GBGA unlikely to mount separate PoC tax challenge
Industry body plays down talk of legal action over 15% gross profits tax rate

The Gibraltar Betting and Gaming Association (GBGA) says it remains “entirely focused” on its judicial review of Great Britain’s new licensing framework amid reports the industry body is preparing a fresh legal challenge to its associated Point of Consumption (PoC) tax regime.
Last month London’s Royal Courts of Justice heard the GBGA’s case against the government’s new regulatory regime, which has so far seen the implementation of the framework delayed until 1 November in order to give the judge sufficient time to reach a final decision on the legality of the policy.
And it has since emerged that ahead of the court case the GBGA had sent a letter before action (LBA) to the UK Treasury in relation to its planned introduction of a 15% PoC tax from 1 December, raising the prospect of an additional legal challenge.
However, eGR understands the chances of separate legal action against the tax are remote.
According to sources, the LBA was sent as part of a GBGA strategy to increase the chances of the licensing regime being be delayed while a final judgment was pending – a tactic said to be regularly used in cases of litigation.
Although the GBGA declined to comment specifically on the LBA, a spokesperson for the association said it remained “entirely focused on the judicial review that has already been heard”.

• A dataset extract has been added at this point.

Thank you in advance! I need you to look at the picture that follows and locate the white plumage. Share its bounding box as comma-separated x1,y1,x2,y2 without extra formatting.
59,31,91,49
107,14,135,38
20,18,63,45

“We await the decision as to whether the licensing regime is judged to be legal under European law or illegal due to the adverse impact it will have on consumer protection in Great Britain,” the spokesperson added.
Should Lord Justice Green rule in favour of the GBGA, a shadow would be cast over the government’s ability to levy the tax from December.
In a recent guidance note, the HMRC said operators not yet registered to pay gambling tax in the UK but held a Gambling Commission licence, or were required to do so under the new licensing regime, must register through its online system.
However the HMRC recognised some businesses applying for the tax may not hold a British licence.
Failure to register or pay the tax could result in fines or the revocation of licences but, with no accompanying licensing regime, the government could find it difficult to implement such enforcement measures under its current guise.
The government has, however, kept the two pieces of legislation entirely separate with the tests of “British consumer” for licensing purposes and “usually lives in the UK” for taxation also distinct from one another.
The tax, which would see offshore operators hit with a levy on profits derived from customers that reside in the UK, is expected to contribute around £300m per year in tax receipts and bring overseas operators in line with their British-based rivals.